For thirteen years, Caroline Conran was The Sunday Times’ cookery writer. I met her at her son Tom’s eponymous deli on Westbourne Grove, London, where she shared her recollections of campaigning for Real Bread, including what she thought of Elizabeth David’s home made loaf.

Wider audience

On 13 January 1980, Michael Bateman, editor of the Lifespan section of The Sunday Times, along with Caroline and the paper’s medical correspondent, Oliver Gillie, launched a Campaign for Real Bread. 

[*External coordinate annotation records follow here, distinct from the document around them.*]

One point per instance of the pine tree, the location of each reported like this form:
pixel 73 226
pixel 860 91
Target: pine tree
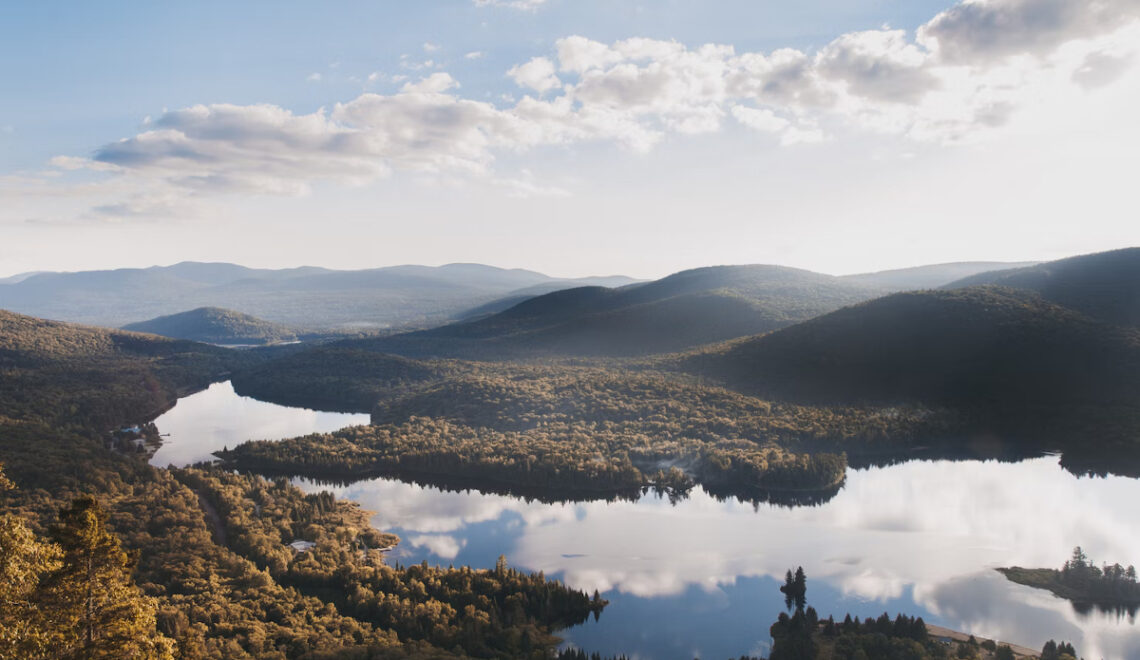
pixel 24 560
pixel 98 611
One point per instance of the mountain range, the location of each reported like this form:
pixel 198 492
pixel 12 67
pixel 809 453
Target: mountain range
pixel 683 310
pixel 216 326
pixel 304 298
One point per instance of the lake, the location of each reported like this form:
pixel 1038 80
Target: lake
pixel 218 417
pixel 700 578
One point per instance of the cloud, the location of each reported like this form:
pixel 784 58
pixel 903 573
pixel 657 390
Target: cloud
pixel 524 5
pixel 953 81
pixel 979 31
pixel 878 65
pixel 537 74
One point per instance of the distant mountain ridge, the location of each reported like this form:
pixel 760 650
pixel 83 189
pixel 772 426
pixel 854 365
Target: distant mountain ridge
pixel 214 326
pixel 1105 285
pixel 307 296
pixel 931 276
pixel 988 347
pixel 682 310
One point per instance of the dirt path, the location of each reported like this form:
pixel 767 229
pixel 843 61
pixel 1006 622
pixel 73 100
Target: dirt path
pixel 213 519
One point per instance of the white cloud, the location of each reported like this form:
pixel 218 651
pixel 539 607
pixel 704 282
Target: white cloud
pixel 980 31
pixel 524 5
pixel 537 74
pixel 949 83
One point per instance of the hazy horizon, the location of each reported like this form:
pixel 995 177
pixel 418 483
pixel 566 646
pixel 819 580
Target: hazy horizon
pixel 539 269
pixel 573 138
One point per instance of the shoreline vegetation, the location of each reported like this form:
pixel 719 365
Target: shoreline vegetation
pixel 1109 588
pixel 245 593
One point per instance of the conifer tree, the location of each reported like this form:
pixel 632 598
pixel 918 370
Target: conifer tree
pixel 24 560
pixel 98 609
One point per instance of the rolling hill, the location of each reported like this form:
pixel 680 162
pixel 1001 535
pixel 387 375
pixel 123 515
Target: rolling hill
pixel 216 326
pixel 682 310
pixel 302 298
pixel 982 347
pixel 931 276
pixel 56 371
pixel 1105 285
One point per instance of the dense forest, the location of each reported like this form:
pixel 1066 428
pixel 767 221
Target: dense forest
pixel 1105 285
pixel 1081 580
pixel 173 579
pixel 568 429
pixel 205 562
pixel 801 634
pixel 684 309
pixel 1007 361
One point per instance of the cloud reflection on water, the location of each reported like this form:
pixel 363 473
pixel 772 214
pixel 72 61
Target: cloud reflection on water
pixel 927 530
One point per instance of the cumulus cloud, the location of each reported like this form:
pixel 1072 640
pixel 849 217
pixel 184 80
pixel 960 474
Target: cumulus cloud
pixel 537 74
pixel 980 31
pixel 526 5
pixel 967 71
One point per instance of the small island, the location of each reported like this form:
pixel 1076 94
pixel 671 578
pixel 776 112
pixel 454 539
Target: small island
pixel 1080 580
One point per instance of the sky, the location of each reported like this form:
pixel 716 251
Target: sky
pixel 572 137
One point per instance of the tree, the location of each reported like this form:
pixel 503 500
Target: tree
pixel 800 584
pixel 98 611
pixel 24 560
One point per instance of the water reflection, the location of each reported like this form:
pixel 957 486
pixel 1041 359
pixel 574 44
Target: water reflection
pixel 920 537
pixel 217 417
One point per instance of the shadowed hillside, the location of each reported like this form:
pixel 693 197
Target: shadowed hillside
pixel 216 326
pixel 97 377
pixel 1105 285
pixel 308 298
pixel 930 276
pixel 977 347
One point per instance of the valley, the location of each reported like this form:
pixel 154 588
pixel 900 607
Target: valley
pixel 585 463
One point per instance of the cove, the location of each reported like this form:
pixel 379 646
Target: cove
pixel 699 577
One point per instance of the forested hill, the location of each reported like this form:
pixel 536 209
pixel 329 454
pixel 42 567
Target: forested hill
pixel 1105 285
pixel 976 347
pixel 682 310
pixel 931 276
pixel 216 326
pixel 309 298
pixel 94 377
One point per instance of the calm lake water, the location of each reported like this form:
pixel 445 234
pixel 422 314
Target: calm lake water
pixel 700 578
pixel 217 417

As The Vegetarian Society had been running a campaign for Real Bread since 1976, I wondered why The Sunday Times had felt the need to start one of its own.  “To take it to a wider audience,” Caroline replies, echoing the words of Bateman. In his introduction to The Sunday Times Book of Real Bread, he says that the aim was to expand on the work promoting wholemeal bread being done by the existing campaign by raising the profile of all good bread.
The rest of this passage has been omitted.